Its a cack-handed mix, I think I'll eventually abandon the idea of 'mixing' and just play tracks in their entirely seperated by either a gap or test-tone or something. Some of the dancier numbers do align up nicely but sometimes the narrative of the mix is interrupted by blends. Plus I'm shit at using Traktor....

Arne Weinberg presents Onmutu Mechanicks: Blossom / Hypophysica (Echocord Colour) - 12"
Luke Hess & Marko Furstenberg: Campfire Dialogue (Echocord Colour) - 12"
Quantec: Ray Of Hope EP (Echocord Colour) - 12"
Sebastien San: Jupiter / Juno EP (Echocord Colour) - 12"
Totally designed to appeal to the vinyl collector mentality. Denmark's Echocord kick start an offshoot label that presents limited run coloured vinyl presented in natty paper sleeves. Filed under 'Dub Techno', it never ceases to amaze me how much mileage artists have managed to extract from this seemingly limited genre.
Arne Weinberg swaggers in with a confident two-tracker. 'Blossom' flirts with the idea of melody but really lets the 4/4 kick do all the talking whilst the flipside drifts on a sustained chord, a la Luomo. The second 12" focusses more on dancefloor dynamics; both tracks revelling in Detroit-bound chordplay, reflective percussion and underpinned house propulsion. Hess's drips with tension although Furstenberg's effort just edges ahead with the 'deepness' quotient.

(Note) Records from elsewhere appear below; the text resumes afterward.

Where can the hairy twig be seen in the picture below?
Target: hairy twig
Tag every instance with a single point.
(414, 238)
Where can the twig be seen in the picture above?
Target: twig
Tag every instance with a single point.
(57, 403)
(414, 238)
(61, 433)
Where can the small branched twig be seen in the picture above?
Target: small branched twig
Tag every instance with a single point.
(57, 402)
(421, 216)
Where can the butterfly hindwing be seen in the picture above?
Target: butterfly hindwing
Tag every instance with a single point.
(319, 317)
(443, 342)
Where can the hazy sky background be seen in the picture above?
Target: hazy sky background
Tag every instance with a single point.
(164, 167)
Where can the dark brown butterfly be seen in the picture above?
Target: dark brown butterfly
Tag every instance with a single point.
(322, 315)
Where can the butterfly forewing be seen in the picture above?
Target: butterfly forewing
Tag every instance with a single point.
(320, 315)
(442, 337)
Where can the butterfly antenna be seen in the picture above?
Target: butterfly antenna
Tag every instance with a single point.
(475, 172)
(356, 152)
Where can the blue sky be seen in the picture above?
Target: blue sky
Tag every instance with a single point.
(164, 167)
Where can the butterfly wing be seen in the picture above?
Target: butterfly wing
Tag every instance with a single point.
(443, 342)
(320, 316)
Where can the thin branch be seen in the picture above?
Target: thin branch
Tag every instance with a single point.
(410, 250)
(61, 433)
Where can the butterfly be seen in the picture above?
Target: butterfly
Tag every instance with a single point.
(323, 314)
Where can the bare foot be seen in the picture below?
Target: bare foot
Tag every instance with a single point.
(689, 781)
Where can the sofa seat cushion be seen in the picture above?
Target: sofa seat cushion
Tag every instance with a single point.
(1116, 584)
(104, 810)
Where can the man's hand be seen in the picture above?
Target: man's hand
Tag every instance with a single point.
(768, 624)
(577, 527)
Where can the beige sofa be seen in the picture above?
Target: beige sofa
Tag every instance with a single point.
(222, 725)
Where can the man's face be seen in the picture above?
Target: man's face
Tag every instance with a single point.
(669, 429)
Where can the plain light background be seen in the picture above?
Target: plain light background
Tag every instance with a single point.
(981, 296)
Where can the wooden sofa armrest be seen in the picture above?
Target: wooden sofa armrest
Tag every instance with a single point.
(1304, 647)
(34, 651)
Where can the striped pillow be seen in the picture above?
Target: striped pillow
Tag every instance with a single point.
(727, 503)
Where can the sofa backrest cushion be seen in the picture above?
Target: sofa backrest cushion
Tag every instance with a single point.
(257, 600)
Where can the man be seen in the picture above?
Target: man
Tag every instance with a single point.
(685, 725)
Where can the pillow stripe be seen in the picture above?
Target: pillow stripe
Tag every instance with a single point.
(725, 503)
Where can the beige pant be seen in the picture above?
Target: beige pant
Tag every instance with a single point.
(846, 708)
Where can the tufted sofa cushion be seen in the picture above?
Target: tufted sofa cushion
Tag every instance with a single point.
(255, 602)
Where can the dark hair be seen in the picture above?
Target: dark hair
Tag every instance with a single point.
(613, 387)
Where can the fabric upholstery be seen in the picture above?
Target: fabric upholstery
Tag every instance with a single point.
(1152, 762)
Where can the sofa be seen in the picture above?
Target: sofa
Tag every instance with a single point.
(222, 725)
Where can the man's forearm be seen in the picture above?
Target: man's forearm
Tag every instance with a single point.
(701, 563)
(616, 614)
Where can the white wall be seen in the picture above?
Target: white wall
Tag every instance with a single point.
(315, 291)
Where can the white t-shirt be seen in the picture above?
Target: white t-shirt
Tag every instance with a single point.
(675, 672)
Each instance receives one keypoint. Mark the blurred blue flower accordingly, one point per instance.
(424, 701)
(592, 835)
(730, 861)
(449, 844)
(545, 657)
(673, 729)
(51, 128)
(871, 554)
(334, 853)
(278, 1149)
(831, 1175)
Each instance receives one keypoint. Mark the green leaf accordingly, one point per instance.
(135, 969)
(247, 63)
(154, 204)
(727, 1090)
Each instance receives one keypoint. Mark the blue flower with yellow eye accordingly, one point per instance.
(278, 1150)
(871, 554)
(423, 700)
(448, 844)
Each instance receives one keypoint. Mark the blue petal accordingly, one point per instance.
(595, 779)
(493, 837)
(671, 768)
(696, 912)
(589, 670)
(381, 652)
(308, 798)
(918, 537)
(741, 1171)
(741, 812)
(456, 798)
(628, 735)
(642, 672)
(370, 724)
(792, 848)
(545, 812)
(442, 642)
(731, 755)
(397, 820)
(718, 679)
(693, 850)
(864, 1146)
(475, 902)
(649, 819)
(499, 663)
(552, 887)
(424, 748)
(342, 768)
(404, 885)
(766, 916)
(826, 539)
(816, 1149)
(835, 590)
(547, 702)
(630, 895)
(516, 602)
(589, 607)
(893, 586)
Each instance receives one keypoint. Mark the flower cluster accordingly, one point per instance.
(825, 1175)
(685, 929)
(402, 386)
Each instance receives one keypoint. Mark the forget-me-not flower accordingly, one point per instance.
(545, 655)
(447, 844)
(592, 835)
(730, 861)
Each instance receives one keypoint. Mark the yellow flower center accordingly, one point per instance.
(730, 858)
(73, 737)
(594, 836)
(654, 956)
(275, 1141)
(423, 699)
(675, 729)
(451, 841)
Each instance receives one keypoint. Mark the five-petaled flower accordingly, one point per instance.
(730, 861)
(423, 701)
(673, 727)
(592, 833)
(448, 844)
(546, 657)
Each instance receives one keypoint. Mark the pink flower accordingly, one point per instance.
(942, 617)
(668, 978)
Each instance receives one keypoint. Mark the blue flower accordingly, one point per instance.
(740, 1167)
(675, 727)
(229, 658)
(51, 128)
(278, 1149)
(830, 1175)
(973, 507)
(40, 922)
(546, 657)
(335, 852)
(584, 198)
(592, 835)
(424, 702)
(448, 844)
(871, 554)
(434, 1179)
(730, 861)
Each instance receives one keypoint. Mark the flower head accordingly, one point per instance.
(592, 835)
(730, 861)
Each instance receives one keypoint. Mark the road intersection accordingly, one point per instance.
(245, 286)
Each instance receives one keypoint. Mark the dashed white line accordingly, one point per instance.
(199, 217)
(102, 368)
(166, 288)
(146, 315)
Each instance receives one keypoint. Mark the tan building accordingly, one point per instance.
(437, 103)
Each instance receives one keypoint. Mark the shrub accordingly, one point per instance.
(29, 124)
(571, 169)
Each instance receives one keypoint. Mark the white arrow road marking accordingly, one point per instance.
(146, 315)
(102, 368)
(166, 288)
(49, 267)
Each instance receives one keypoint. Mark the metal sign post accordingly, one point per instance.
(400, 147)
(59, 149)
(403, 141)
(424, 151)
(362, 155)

Quantec is a bit of an expert at all this low-end theory dance music (11 releases in 2 years), so its surprising to hear his contribution falling a little flat. The title track meanders and does very little before quickly fading out without having said much. The remix has more success as it twists the original into a dubstep-inspired shuffle that further binds the two genres together. But Sebastien Sen wins over all with a deceptively simple, reductionist 12" that bypasses all things dubby and German and focusses on Motor-City clatter. A slow brooding exercise in rhythm that seems to do nothing, but is actually doing loads.